En el mismo, se incluyó la siguiente cláusula: Si por cualquier circunstancia el cliente decidiera prescindir de los servicios de abogados, los honorarios quedarán fijados en el 15% del valor de su participación en la herencia, según la valoración más alta de la que se tenga conocimiento y serán satisfechos en el momento de retirada del asunto.

 

En primera instancia, el juzgado estimó parcialmente la demanda condenando al cliente concretamente a su hija, al haber fallecido éste al pago de 66.933,49 euros, más intereses.

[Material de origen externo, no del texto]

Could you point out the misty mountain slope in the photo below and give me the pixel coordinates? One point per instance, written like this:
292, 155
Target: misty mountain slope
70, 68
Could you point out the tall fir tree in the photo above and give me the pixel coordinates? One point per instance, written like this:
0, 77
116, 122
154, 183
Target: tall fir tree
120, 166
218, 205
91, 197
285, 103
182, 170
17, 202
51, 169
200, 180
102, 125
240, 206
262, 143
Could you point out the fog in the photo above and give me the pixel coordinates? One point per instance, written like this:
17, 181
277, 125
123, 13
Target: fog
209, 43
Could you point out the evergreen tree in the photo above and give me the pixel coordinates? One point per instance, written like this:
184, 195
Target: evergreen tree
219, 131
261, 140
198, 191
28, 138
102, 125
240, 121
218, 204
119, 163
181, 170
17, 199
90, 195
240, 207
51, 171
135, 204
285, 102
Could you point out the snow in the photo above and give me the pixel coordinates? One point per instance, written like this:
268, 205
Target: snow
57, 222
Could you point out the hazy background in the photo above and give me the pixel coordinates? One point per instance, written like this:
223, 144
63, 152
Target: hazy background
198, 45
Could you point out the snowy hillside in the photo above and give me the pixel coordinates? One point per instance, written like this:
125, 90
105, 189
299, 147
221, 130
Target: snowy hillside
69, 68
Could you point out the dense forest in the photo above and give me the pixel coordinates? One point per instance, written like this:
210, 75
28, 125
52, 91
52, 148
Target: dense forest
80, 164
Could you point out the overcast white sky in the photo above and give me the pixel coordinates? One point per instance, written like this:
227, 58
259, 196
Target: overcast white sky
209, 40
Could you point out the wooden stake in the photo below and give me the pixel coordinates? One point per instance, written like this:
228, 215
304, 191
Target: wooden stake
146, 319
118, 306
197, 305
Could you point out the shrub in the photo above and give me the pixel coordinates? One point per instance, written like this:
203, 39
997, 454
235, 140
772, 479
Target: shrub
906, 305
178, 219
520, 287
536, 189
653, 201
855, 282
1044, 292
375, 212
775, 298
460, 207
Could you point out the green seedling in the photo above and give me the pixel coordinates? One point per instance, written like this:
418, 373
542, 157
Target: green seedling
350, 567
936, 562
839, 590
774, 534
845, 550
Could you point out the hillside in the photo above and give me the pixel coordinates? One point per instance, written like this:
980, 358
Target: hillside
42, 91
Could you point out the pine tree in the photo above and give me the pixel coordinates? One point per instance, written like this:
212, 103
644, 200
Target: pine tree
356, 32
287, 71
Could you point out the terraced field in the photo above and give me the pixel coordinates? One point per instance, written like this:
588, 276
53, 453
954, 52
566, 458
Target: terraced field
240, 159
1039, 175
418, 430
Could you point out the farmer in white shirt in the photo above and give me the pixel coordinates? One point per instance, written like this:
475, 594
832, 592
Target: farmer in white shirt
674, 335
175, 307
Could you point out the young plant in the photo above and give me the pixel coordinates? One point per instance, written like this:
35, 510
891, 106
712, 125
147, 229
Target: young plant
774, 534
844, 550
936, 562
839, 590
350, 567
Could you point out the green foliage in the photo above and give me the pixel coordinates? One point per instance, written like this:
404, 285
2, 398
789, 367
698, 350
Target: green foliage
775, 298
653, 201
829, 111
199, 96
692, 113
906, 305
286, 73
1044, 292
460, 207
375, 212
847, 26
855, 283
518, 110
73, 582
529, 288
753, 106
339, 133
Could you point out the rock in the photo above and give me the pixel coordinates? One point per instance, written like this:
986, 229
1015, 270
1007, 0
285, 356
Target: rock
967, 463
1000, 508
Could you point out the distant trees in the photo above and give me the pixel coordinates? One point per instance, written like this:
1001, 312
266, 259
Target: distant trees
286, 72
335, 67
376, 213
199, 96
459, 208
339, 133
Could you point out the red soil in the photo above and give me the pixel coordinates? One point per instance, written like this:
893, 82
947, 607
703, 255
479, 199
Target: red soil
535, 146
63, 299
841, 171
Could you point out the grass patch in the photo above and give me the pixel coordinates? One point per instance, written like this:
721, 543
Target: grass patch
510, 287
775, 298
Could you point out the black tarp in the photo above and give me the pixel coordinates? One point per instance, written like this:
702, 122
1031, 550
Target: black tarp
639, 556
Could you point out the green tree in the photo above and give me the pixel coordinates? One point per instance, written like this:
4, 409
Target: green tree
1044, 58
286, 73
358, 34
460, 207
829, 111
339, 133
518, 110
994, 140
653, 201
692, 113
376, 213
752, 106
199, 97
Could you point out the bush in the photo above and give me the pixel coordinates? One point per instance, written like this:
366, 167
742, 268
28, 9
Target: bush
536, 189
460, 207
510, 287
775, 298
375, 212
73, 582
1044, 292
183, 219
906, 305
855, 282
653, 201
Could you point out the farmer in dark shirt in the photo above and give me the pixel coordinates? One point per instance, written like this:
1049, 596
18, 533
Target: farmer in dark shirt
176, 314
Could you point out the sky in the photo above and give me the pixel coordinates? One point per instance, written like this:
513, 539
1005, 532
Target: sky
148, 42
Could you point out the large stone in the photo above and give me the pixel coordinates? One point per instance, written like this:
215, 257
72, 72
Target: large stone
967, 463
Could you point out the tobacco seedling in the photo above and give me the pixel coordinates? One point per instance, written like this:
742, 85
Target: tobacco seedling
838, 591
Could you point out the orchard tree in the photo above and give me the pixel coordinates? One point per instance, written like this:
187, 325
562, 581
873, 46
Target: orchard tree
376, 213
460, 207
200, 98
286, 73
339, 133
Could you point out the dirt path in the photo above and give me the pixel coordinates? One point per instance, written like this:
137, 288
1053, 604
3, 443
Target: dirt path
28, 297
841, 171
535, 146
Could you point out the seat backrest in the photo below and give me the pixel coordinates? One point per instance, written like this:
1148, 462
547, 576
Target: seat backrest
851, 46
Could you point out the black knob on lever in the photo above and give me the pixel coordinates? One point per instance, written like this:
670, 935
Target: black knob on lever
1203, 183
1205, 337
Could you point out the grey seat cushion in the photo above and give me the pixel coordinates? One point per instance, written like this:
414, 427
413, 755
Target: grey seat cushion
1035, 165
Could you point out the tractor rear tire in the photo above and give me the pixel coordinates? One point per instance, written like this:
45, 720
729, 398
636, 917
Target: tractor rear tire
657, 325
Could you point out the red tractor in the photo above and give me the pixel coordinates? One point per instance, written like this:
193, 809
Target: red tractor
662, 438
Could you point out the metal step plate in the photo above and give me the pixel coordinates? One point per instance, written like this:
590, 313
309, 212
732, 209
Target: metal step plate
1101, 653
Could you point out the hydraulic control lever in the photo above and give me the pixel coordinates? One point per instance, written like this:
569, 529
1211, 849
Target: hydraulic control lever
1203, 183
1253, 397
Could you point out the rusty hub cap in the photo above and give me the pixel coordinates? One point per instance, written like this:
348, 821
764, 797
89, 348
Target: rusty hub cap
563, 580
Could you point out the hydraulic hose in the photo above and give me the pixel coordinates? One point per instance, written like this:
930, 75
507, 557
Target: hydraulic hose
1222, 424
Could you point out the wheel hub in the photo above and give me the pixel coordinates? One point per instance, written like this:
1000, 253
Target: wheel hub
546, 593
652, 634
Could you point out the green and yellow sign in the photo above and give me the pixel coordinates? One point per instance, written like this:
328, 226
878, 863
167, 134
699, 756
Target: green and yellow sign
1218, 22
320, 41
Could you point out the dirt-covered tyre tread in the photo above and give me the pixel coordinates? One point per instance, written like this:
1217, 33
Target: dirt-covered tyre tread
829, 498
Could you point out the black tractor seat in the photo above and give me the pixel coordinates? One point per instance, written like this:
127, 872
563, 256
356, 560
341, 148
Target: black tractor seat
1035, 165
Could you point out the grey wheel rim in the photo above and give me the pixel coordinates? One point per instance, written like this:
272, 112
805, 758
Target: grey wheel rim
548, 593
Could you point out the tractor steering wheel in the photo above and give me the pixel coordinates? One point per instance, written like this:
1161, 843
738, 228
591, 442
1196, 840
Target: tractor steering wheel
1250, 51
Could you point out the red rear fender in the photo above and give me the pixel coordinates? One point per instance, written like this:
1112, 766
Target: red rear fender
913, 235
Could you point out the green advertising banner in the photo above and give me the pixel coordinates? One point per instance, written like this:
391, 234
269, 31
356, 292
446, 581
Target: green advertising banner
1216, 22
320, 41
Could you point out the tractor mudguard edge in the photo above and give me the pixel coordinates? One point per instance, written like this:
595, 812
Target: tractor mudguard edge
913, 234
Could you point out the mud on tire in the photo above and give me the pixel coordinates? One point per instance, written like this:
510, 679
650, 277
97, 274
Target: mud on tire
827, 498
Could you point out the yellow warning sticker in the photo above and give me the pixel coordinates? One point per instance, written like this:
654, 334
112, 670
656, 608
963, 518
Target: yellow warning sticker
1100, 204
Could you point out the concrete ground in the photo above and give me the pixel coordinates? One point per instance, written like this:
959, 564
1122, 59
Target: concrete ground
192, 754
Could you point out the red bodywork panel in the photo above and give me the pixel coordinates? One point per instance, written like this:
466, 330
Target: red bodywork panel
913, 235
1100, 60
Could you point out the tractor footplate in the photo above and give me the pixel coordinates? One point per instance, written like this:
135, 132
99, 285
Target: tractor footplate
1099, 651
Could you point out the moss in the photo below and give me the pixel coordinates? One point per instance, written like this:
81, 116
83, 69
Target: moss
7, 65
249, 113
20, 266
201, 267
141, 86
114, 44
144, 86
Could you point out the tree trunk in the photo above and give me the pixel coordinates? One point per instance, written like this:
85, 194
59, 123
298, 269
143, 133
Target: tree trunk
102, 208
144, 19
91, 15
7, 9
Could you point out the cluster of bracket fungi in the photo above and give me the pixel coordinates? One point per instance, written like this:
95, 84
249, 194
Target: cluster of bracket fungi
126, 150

Para el juez, la cláusula penal no era desproporcionada, pues no resultaba excesivo un 15% del valor de su participación en la herencia, ya que quedaría a salvo el otro 85%. Posteriormente, la Audiencia Provincial revocó parcialmente dicha sentencia, aumentando la cantidad a pagar a 158.632euros.

 

Finalmente, el Supremo resuelve el litigio y, en contra de lo que sostuvo la Audiencia Provincial, sí respalda que en estos supuestos se aplique la Ley de Protección de los Consumidores y Usuarios.

 

De esta forma, el Alto Tribunal evita que se produzca un desequilibrio entre los derechos y las obligaciones que resultan del acuerdo retributivo pactado entre abogado y cliente.

 

La Sala afirma que es evidente que lo que se convino en el contrato penaliza de forma clara y grave al cliente, desde el momento en que es la voluntad del profesional la que impone de forma encubierta los requisitos del servicio jurídico que presta el bufete.

 

De esta forma, según consta en la sentencia, el despacho trata de impedir que el cliente pueda resolver unilateralmente el contrato con evidente y grave limitación de su derecho de defensa, pues sólo será posible hacerlo mediante el desembolso de una indemnización desproporcionadamente alta.

 

Desde el Consejo General de la Abogacía valoran positivamente la sentencia y destacan su acierto ya que, según indican, los letrados están obligados a exigir sus honorarios de acuerdo con las normas de deontología de la profesión y la competencia.

 

Al respecto, fuentes de la abogacía señalan que este fallo del Supremo se sitúa con naturalidad en la línea de futuribles resoluciones que, en este mismo sentido, se dicten en protección de los derechos de los clientes. Ésta será la consecuencia lógica de la transposición de la Directiva de Servicios que ha potenciado la protección de los intereses de los clientes o usuarios de los servicios jurídicos.